Un incidente mortale nel 2015 aveva ucciso l'operaio Alessandro Morricella, bruciato vivo davanti all’altoforno 2 dell'ILVA. Oggi il Tribunale del Riesame concede un'altra proroga alla produzione. Il comunicato di PeaceLink.
7 gennaio 2020
Associazione PeaceLink

COMUNICATO STAMPA

Se fosse stato il forno pericoloso di una pizzeria l'avrebbero già chiuso. Ma siamo di fronte a un altoforno. Il Tribunale del Riesame concede altro tempo.
Ricordiamo che il giudice Francesco Maccagnano aveva già impartito l'ordine operativo dello spegnimento, sulla base della relazione tecnica dell'ing.

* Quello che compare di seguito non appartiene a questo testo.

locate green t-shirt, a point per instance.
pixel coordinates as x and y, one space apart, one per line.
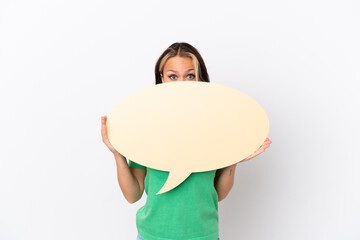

Barbara Valenzano, custode giudiziario, che aveva constatato l'assenza dei lavori per evitare il ripetersi di incidenti mortali, come quello che ha ucciso l'operaio Alessandro Morricella, bruciato vivo davanti all’altoforno nel 2015. Per la sua memoria invocheremo in tutte le sedi l'applicazione della legge, a partire dalle sedi europee.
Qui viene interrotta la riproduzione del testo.